Let me introduce two interesting petty traders based in Owino market – the busiest market in downtown Kampala. They are Akim, a secondhand-shoes trader, and Patrick, a secondhand-clothes dealer.
Last weekend I visited this market for a variety of reasons – including buying some “new” secondhand clothes to revamp my wardrobe. As I wandered through the market I came across these two different petty traders; because each of these individuals had something that I may need at some point, I had a good entry point for an in-depth interaction with each of them, to understand what they do. During my interactions, I observed a huge business potential based on the high number of people who visit Owino market every day. I also realized that for someone to tap into this opportunity, they must have sufficient capital. Most petty traders do not have adequate capital and can not turn to formal financial institutions because they do not meet current requirements to access credit.
However, my newfound friends have found a solution to this problem. They have developed a network of people who run similar businesses within Owino, and rely on people in these networks to extend quick credit to each other in times of deficits.
For example, Patrick explained that his suppliers of women’s clothing come to him at irregular times. Sometimes they come to him when he has insufficient capital; and this is just one of the times he seeks help from colleagues like Akim. Patrick further disclosed that he borrows from Akim at least once in a typical week, taking out not less than 500,000 UGX (about $200) in a single loan that he pays back (with some negotiable interest) in two to three days. He prefers to use this method as opposed going to formal financial institutions because he has no assets to offer as collateral. In addition, credit from friends is usually easy and fast – “hassle-free,” he calls it.
For Akim, the value he attains from extending credit to Patrick is the assurance that when he needs credit in the future, his friend will return the favor and bail him out.

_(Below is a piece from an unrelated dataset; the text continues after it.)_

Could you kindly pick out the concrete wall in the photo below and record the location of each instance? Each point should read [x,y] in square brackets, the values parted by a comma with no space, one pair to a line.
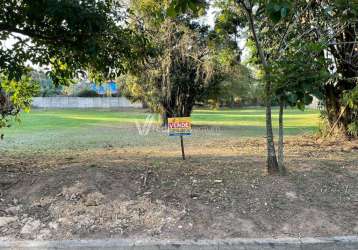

Reflecting on this, I came to the realization that such networks of social credit can play a vital role in the financial systems of rural Uganda, where formal financial institutions are hardly present or accessible. What makes these networks even more interesting is the fact that they are driven by the elements of trust and reciprocity. Questions that come to my mind are:
- How can we incorporate such elements of trust and reciprocity in new financial products?
- As we think about new mobile money products, how can we facilitate the expansion of such networks to create larger pools of capital available to people who lack access to formal financial institutions?